I am also trying to hop back in to blogging.
I took a break. Do you notice? I have been paranoid and worried about saying things online for fear of who is "watching" and waiting for me to say things that they disagree with. I don't like the idea of being "watched." From you my readers it is different. You are here to see what is going on in my life because you wait for the next book, you want to get to know me better, or maybe you like to hear me ramble about my daily thoughts. IDK. Whatever the reason you are here, it is different that OTHER people reading my posts as a way to "catch" me doing something wrong. This is what I am paranoid about. I have lived in fear a very long time. Well, it seems long but really only 4 years. In 4 years, I have been trying to let go of fear. This is not an easy task.
Many of you even walked up to me in GRL to ask how things are going with me and told me you are praying for me in this new "church" situation. That is so encouraging to me. THANK YOU! To know, hear about, and feel your support is a wonderful thing. I need you. And as I told a few people it is a DAY TO DAY thing. Depends on the day how I feel, but I am moving slowly not wanting to make waves. This situation also effects my family. I am not in anything ALONE. And I have also found, this time around, that I am not alone in my struggle. YOU ALL are there with me. Again, THANK YOU! This is an emotional trial of sorts because I am a religious person. (of sorts) I don't want to leave my congregation and therefore I want to take it slowly. If they ask me to leave, fine, but I am not going to jump ship because I am uncomfortable. I feel I need to be there.
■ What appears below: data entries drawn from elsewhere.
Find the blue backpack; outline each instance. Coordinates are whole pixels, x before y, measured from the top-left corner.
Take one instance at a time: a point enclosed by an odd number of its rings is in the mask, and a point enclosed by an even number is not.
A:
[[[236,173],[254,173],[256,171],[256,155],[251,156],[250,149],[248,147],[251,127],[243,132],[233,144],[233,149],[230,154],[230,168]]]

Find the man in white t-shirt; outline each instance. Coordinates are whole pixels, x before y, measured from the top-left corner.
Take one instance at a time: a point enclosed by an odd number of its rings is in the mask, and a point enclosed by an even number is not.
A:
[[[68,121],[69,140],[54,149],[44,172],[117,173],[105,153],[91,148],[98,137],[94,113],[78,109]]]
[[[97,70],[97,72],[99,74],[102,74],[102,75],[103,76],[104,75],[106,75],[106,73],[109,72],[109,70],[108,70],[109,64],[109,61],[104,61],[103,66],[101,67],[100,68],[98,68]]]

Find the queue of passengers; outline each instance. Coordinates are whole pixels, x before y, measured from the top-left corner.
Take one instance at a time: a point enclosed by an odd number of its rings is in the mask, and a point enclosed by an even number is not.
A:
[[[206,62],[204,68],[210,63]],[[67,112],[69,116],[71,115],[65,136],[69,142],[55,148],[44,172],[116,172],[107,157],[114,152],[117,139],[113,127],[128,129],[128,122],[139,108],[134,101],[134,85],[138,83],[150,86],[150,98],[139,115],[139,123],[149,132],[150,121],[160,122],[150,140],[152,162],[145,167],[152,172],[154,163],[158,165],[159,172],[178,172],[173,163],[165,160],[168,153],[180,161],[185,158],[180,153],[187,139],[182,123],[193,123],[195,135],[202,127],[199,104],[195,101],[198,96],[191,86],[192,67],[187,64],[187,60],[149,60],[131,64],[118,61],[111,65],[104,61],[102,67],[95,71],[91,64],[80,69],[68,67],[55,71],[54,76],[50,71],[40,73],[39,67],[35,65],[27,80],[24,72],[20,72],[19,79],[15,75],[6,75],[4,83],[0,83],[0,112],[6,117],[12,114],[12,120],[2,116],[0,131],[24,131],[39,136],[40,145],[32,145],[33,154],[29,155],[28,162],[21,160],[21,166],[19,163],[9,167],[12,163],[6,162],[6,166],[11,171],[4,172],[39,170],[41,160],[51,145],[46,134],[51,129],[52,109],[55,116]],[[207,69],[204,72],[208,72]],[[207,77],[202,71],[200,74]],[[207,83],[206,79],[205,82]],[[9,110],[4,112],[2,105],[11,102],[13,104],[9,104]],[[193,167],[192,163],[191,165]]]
Anyway…. I hope to be editing this week. I also need to out line my up coming projects and see what is most feasible to get out quick. MA is very angsty so I want to write something funny next. I also have two projects that were previously published and are no longer available. I received the rights back and with some "Wade Kelly" tweaking, I'd like to get them back out there too. One was a paranormal novel about a faerie, and the other a paranormal short about a vampire. The vampire one I would dlike to extend into a full length horror. Well, maybe not full blown horror. I am not THAT dark. More of a comedy that has "horror" moments. It IS a vampire and mine are not sparkly. I also need to write Corey's story, and work on getting Rob and Russell a story. Don't ya think?
So LOTS going on in the near future!!!!!!!!!!!!!!!!!